Matillion
The Kensu collector for Matillion is a powerful tool designed to enhance data observability in your Matillion data pipelines. By collecting metadata from Matillion job runs and Snowflake tables, it provides valuable insights into data lineage, schema changes, and metrics.
The main purpose of the Kensu collector for Matillion is to generate data observations based on Matillion job runs. It enables users to track the flow of data, understand dependencies, and ensure data quality and compliance. With Kensu, you can gain a holistic view of your data pipelines and make informed decisions.
The Kensu collector works by fetching job run JSON data from the Matillion API. It then extracts lineage and contextual information (job name, Matillion project, environment, timestamp) from this data, allowing you to understand which jobs produce which outputs and consume which inputs. To enrich the observations, the collector also retrieves schema information and metrics from the associated Snowflake tables.
The Kensu collector collects a wealth of information from your Matillion job runs and Snowflake tables. This includes job run details, such as start time, end time, and status, as well as input and output tables used by each job. Additionally, it captures schema information and metrics associated with the tables used in your Matillion jobs.
The collector seamlessly integrates with Matillion, leveraging the Matillion API to retrieve job run data. This integration requires a Matillion connection to be configured, enabling the collector to access the necessary information. With this connection, you can easily fetch data observations for all your Matillion jobs.
Ensure segregation: The Collector can be configured to handle a set of Matillion jobs only for which a different polling period can be defined (to relax the collector, for example) and a diverse collection of information to connect to Matillion or the default Kensu connection. Also, each Matillion Job can have its own Kensu connection in the Hub to assign them to different Kensu Application Groups via their token.
To provide comprehensive insights, the Kensu collector also requires Snowflake connections. These connections are used to fetch schema information and metrics from the Snowflake tables associated with your Matillion jobs. By combining data from Matillion and Snowflake, you can gain a complete understanding of your data pipelines.

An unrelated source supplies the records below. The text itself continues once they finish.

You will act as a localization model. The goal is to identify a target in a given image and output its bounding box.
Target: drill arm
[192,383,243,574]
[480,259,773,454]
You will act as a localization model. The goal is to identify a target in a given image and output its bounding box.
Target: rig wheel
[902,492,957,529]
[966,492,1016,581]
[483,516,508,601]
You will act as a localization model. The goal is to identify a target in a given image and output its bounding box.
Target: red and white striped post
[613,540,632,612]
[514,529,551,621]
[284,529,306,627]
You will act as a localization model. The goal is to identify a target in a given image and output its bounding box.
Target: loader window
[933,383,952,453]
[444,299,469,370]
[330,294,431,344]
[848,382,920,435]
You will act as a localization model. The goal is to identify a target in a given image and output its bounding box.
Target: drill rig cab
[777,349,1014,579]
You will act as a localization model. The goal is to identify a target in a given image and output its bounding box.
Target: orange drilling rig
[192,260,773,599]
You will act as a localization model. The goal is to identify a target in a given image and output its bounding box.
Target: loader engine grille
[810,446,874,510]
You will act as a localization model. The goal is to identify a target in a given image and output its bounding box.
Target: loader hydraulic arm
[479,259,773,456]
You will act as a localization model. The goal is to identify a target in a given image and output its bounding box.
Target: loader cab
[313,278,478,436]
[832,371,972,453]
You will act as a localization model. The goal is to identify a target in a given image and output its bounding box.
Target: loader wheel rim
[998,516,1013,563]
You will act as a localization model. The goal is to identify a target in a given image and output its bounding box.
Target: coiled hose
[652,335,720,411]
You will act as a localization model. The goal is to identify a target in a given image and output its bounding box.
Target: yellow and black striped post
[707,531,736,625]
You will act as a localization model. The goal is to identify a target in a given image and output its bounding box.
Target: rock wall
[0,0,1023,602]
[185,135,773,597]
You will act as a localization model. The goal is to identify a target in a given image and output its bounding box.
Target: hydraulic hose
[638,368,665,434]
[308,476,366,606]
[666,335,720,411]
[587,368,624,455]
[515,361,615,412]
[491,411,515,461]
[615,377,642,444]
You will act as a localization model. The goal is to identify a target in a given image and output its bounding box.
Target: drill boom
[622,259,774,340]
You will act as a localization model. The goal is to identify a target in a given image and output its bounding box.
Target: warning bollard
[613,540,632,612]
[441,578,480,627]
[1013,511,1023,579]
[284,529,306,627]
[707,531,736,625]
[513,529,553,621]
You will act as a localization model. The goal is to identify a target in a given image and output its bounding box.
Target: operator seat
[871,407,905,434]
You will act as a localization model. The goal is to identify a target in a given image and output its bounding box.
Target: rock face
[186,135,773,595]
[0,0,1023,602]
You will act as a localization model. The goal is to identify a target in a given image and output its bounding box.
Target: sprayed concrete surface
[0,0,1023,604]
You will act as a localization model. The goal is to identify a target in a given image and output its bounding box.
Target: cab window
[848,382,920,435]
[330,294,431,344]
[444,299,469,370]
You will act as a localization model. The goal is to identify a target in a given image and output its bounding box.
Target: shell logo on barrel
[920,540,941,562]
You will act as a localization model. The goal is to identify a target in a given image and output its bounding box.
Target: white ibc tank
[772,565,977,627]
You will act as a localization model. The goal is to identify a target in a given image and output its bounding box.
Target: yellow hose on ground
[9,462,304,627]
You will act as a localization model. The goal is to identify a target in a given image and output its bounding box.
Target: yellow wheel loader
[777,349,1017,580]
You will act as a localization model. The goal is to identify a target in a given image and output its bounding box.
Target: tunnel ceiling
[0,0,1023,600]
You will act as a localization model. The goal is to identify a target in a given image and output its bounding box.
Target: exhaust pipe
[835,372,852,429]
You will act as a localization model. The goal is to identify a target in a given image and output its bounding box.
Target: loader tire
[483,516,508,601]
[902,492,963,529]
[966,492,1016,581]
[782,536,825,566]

The Kensu collector includes a powerful circuit breaker feature that adds an extra layer of control to your data processing. With this feature, the collector checks the observations in Kensu to identify any job-related data issues. If a data issue is detected, the circuit breaker will prevent the affected job from continuing its execution, safeguarding the integrity of your data.
The Kensu collector for Matillion comes with a few limitations that you should be aware of:
- The SQL parser used by the collector, sqloxide, may not fully parse complex SQL statements, which could result in incomplete lineage information. Please verify the completeness of the observed lineage in such cases.

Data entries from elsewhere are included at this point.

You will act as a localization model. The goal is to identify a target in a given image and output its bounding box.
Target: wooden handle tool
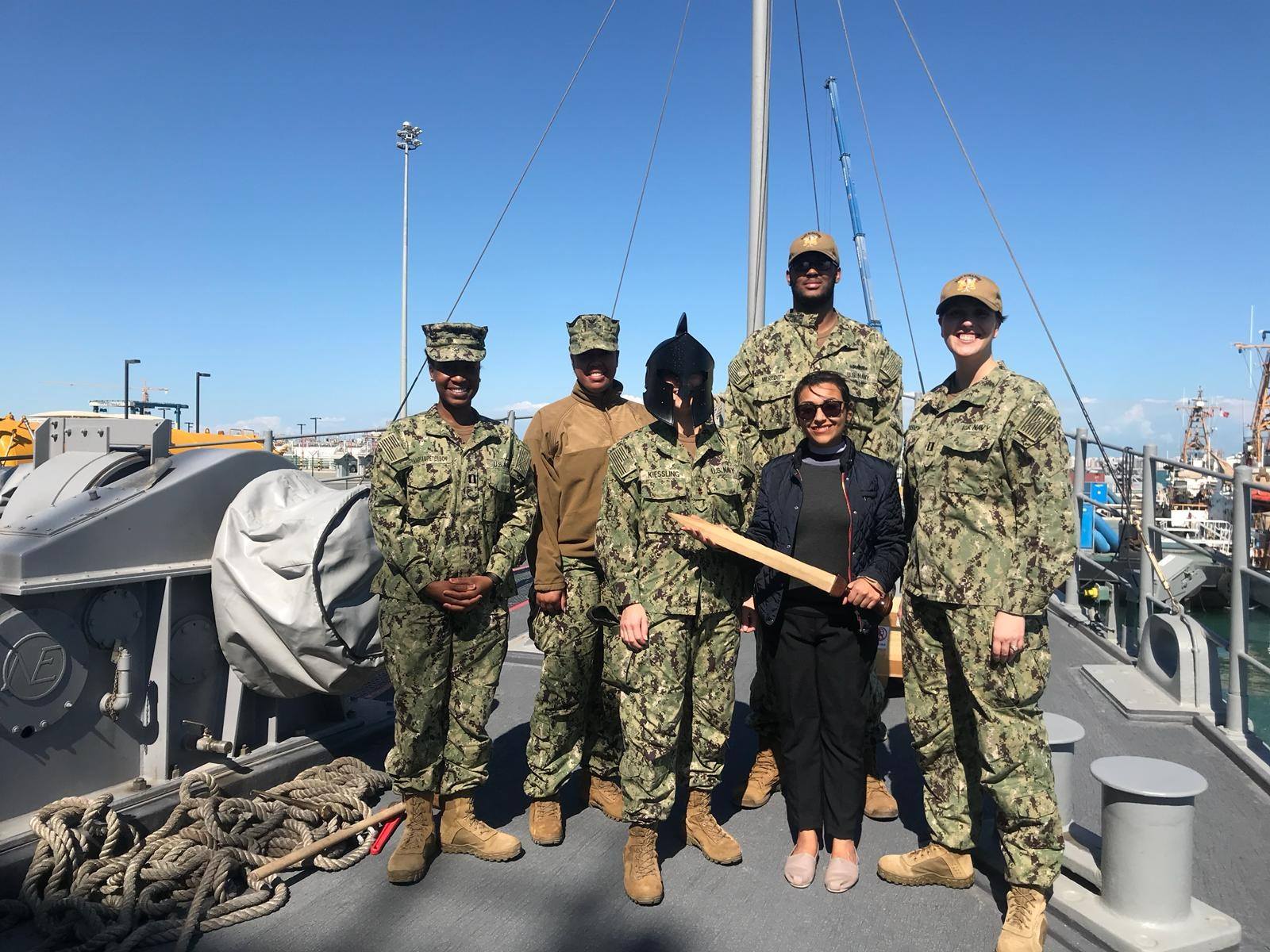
[671,512,847,598]
[248,802,405,882]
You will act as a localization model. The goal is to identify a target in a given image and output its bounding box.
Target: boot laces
[908,843,945,863]
[692,804,728,840]
[749,747,779,781]
[1006,886,1041,929]
[402,820,428,850]
[635,836,656,877]
[402,798,432,849]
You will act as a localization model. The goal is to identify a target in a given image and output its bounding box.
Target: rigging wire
[894,0,1181,612]
[794,0,821,231]
[391,0,618,420]
[608,0,692,317]
[837,0,926,393]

- Unsupported cases will create empty lineages, which are not sent to Kensu Core
- The Kensu collector for Matillion has been tested with Snowflake data sources only.
- The Kensu collector for Matillion has been tested with Snowflake data sources with jobs containing the following activities: - Table input - Calculator - Rename - Rewrite Table - Table Update - Distinct - Join - Create View - Extract Nested Data
The Kensu collector for Matillion follows a series of steps to collect, process, and aggregate the necessary data for observability and governance. Here's an overview of the inner workings of the collector:
- Data Retrieval: The collector retrieves the latest job run data from the Matillion API at regular intervals, typically every 5 minutes. This ensures that the observations are up to date and capture the most recent changes in your Matillion data pipelines.
- JSON Processing: Once the job run data is obtained, the collector processes the JSON response, extracting relevant information such as data sources, lineage details, and job information. This step involves parsing and structuring the JSON data for further analysis.
- Snowflake Querying: For each data source identified in the job run data, the collector queries the corresponding Snowflake table to retrieve additional metadata. This includes the schema information, such as column names and data types, as well as a set of metrics. The metrics collected may include statistics like missing values, number of rows, and distributions for numerical columns. By fetching this additional information from Snowflake, the collector enriches the observations with valuable insights about the underlying data.
- Aggregation and Sending: After retrieving the necessary data from both the Matillion API and Snowflake, the collector aggregates and processes the collected information. It organizes the observations, aligning them with the appropriate job runs, data sources, and associated metadata. Finally, the collector sends the aggregated data to the Kensu core, where it can be utilized for comprehensive data observability, governance, and analysis.